桜木町がめっちゃ変貌しててだいぶ動揺し、挙句昼ご飯も補給できずという為体。

こういう集会とか、気が進まないなーと思いながら(なら何故東京から行ったんだと
参加してきた。

第4回「ともに生きる社会」を考える集会2019

主催はDPIではなく県内の実行委員会で、やまゆり園事件との関連からか、
全体的な内容としては知的障害/脳性麻痺の当事者や家族の問題に寄っていたかなという印象。
報道機関のカメラも入って(まさかバリバ●で抜粋されたりするのか?)キャパ300の会場ってのもすげえ。
4時間前後のトークや講演を、僕は、

とても興味深く拝聴した。

正直この手の集会ってただひたすら「聞かされる」だけで、ステージ上の論者と全くすれ違い続ける感が満載なんだけど、
あの、マジで面白かった。
本で得る情報、授業や講義で知るような勉強、そのどれでもない。
忌憚なく、自らの苦みを吐くように告発とも悔恨とも取れる言葉が会場に流れて、僕らは空気とともに吸い込む。

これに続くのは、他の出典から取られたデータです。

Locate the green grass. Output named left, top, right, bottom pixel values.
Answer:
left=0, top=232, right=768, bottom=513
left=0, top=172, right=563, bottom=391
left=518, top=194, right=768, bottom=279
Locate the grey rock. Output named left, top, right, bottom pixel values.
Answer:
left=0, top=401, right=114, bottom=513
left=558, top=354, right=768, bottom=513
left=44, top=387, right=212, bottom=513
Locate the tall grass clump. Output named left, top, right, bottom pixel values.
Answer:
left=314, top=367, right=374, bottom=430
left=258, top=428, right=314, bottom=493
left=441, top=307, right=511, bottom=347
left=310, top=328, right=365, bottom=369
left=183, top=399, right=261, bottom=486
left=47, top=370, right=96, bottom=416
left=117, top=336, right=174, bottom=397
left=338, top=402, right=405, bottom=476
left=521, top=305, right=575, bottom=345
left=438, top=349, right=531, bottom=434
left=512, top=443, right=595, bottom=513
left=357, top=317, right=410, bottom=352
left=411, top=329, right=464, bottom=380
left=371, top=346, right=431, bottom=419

誰かに対して遠慮があっただろう。そこに触れる怖さもあっただろう。
禁忌に等しい領域に、それでも踏み込まないと、僕らは3年前の夏から進めない。
傷つけるのは嫌だ。傷つけるかも知れないことも嫌だ。
でもそれらを嫌だと避けてしまうのは、誰かを傷つけることによって咎められるのが嫌なだけだ。
「悪者」を背負えずに傷つくのが嫌なだけだ。

考え続けることは無論大事だ。でももう3年経った。考え続けることは大前提で、ここから先をどう動くのか。
敵は巨大で悪辣で、何なら鈍重で排他的だ。
この上もなく面倒くさい相手だけど、どれだけ時間を要するかも全く判らないけど、
――でも、やるんだよ。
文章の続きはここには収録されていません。